Yeah I know there are instances of upgrades killing features that optimize for speed. Happens all the more often when there are layers involved for instance for a while LVM killed performance that you got out of the underlying devices. I tend not to automatically upgrade critical production stuff that works unless I need a new feature, for that very reason.

Not concerned here because the dots are all joined up. The spec published by IBM (but not Dell) matches the throughput test I've done, which matches the benchmarks done on the all.thingsit blog, give or take 20%. lower level benchmarks match higher level ones. Stuff like that.

As for RAID5 I've not tested it yet but that is very clearly what the IBM manual says vs RAID10. Something about the firmware in the controllers optimized for RAID5 LUNs It may not really be worth it because if the whole shabang is capped at around 400mb/sec or so then there isn't a lot of point increasing sequential read throughput from 200mb/sec to perhaps 300mb/sec with the potential to slightly decrease write speed unless you really need the extra space RAID5 provides. There is also the issue that if all the drives are the same age they may start failing in batches and in that case you probably want RAID10 not RAID5 as it can suffer more drive failures!

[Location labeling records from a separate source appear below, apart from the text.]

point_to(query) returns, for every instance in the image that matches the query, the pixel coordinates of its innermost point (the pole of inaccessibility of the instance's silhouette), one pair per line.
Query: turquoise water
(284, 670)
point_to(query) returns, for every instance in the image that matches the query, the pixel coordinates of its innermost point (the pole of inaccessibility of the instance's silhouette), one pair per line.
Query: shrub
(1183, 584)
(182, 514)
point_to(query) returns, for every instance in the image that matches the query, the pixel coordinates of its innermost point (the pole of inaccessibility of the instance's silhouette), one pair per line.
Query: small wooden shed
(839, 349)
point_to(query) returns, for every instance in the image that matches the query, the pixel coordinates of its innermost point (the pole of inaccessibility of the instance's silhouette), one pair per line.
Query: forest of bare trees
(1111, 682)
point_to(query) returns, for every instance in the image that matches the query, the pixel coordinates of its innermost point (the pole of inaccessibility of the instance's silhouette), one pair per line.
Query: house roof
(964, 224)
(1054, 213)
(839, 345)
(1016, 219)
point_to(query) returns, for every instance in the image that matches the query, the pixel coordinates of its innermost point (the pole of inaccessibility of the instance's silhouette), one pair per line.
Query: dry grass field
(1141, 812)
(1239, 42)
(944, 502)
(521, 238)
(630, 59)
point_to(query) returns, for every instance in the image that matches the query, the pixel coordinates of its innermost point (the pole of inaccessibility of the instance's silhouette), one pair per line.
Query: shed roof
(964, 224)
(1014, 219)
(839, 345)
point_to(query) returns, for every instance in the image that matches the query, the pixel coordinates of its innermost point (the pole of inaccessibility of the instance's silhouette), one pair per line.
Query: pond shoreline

The MD3000 stores the firmware on the pluggable controllers (I think). Anyway, it stores nothing on the drives thats for sure. The firmware isn't very large, or complex. It does support some basic performance collection so you can check if you have drive hot spots but the management interface does not give you any tools to review this info - you're on your own sucking that data out and plotting it or whatever. There are also those two "unlockable" features at ridiculous cost to look at (LUN copy and LUN snapshot). I'm not bothering with them because LVM2 gives the same thing for free.